Задело не то, что Валентина назвала его вором, это было нелепо, потому что она прекрасно всё знала, частенько сама им выносила, — но зачем «алкашнёй» назвала? Алкашей он навидался. Пьёт, да… Но почему сразу «алкашня»? Десятка «на помин» очень пригодилась: нутро сводило жаждой, после пива полегчало. Помянуть — это из тёщиной обоймы. Вспоминал с отчётливым стыдом, как ехидно высмеивал её внезапную религиозность, тогда многие кинулись молиться. Перед едой тёща беззвучно шевелила губами и крестилась, тюкая пальцами в лоб и живот.

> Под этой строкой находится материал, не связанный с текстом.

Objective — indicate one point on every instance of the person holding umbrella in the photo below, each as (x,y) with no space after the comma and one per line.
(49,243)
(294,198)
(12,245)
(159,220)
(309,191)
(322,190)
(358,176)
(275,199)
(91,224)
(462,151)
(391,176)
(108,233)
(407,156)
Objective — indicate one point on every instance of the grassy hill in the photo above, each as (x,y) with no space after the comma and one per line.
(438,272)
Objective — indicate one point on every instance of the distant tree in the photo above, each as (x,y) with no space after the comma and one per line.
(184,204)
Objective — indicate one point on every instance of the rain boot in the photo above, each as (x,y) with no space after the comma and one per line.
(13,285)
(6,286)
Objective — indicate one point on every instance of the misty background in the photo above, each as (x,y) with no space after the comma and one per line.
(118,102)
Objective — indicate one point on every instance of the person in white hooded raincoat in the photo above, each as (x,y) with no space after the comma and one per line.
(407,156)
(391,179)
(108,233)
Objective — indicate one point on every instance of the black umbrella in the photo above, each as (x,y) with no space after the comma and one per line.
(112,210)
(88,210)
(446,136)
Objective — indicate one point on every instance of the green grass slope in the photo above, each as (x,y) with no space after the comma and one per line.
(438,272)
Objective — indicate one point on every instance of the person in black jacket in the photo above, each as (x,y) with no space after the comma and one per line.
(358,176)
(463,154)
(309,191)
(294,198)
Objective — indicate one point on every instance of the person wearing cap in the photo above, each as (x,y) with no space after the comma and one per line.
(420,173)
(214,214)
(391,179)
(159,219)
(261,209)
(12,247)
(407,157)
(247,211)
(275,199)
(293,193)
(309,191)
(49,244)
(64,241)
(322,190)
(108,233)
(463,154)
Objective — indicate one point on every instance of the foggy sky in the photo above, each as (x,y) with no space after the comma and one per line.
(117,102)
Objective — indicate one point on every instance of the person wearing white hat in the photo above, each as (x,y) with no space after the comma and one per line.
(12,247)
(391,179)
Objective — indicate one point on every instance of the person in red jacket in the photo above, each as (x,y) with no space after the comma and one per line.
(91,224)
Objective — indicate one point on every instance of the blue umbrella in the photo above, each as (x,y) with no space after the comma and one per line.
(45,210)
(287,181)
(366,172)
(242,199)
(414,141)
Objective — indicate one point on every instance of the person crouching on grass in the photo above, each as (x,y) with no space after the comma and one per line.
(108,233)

Алик не мог удержаться от банальности про опиум для народа, старуха вскидывалась: «Много ты знаешь!» и не подозревала, как она была близка к истине — про опиоиды зять знал немало. «Ничего, Мариша, — с кроткой ненавистью говорила старуха, хотя та не вмешивалась, ограничиваясь укоризненным взглядом, — ничего; всем воздастся по грехам их».

Угрюмое тёщино лицо почти забылось, но как же старуха была права! Наказан он, ещё как наказан уже сейчас, при жизни, наказан за мелкие и крупные грехи, в том числе за насмешки над покойной тёщей, ни в чём перед ним не виноватой. Наплачешься, Мариша… Старуха оказалась провидицей. Марина плакала

Перейти на страницу:
Комментариев (0)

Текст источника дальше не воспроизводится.